Correlation Between Universal Insurance and Keysight Technologies
Can any of the company-specific risk be diversified away by investing in both Universal Insurance and Keysight Technologies at the same time? Although using a correlation coefficient on its own may not help to predict future stock returns, this module helps to understand the diversifiable risk of combining Universal Insurance and Keysight Technologies into the same portfolio, which is an essential part of the fundamental portfolio management process.
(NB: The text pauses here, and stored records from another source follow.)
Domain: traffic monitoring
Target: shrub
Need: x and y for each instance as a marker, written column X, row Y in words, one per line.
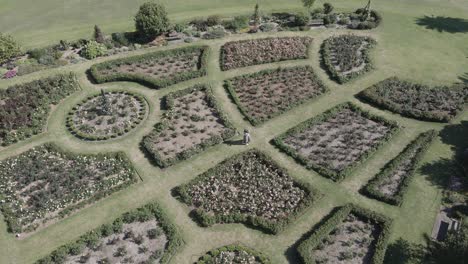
column 151, row 20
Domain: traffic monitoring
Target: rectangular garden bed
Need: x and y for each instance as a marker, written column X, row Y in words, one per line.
column 158, row 69
column 192, row 122
column 334, row 142
column 243, row 53
column 266, row 94
column 46, row 183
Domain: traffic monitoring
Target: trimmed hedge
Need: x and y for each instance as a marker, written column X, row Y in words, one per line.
column 423, row 141
column 159, row 127
column 326, row 51
column 147, row 80
column 306, row 247
column 416, row 99
column 274, row 227
column 335, row 176
column 210, row 255
column 84, row 136
column 254, row 121
column 144, row 213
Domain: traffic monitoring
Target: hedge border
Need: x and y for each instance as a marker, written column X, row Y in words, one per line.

By analyzing existing cross correlation between Universal Insurance Holdings and Keysight Technologies, you can compare the effects of market volatilities on Universal Insurance and Keysight Technologies and check how they will diversify away market risk if combined in the same portfolio for a given time horizon. You can also utilize pair trading strategies of matching a long position in Universal Insurance with a short position of Keysight Technologies. Check out your portfolio center. Please also check ongoing floating volatility patterns of Universal Insurance and Keysight Technologies.
Diversification Opportunities for Universal Insurance and Keysight Technologies
0.53 | Correlation Coefficient |
Very weak diversification
The 3 months correlation between Universal and Keysight is 0.53. Overlapping area represents the amount of risk that can be diversified away by holding Universal Insurance Holdings and Keysight Technologies in the same portfolio, assuming nothing else is changed. The correlation between historical prices or returns on Keysight Technologies and Universal Insurance is a relative statistical measure of the degree to which these equity instruments tend to move together. The correlation coefficient measures the extent to which returns on Universal Insurance Holdings are associated (or correlated) with Keysight Technologies. Values of the correlation coefficient range from -1 to +1, where. The correlation of zero (0) is possible when the price movement of Keysight Technologies has no effect on the direction of Universal Insurance i.e., Universal Insurance and Keysight Technologies go up and down completely randomly.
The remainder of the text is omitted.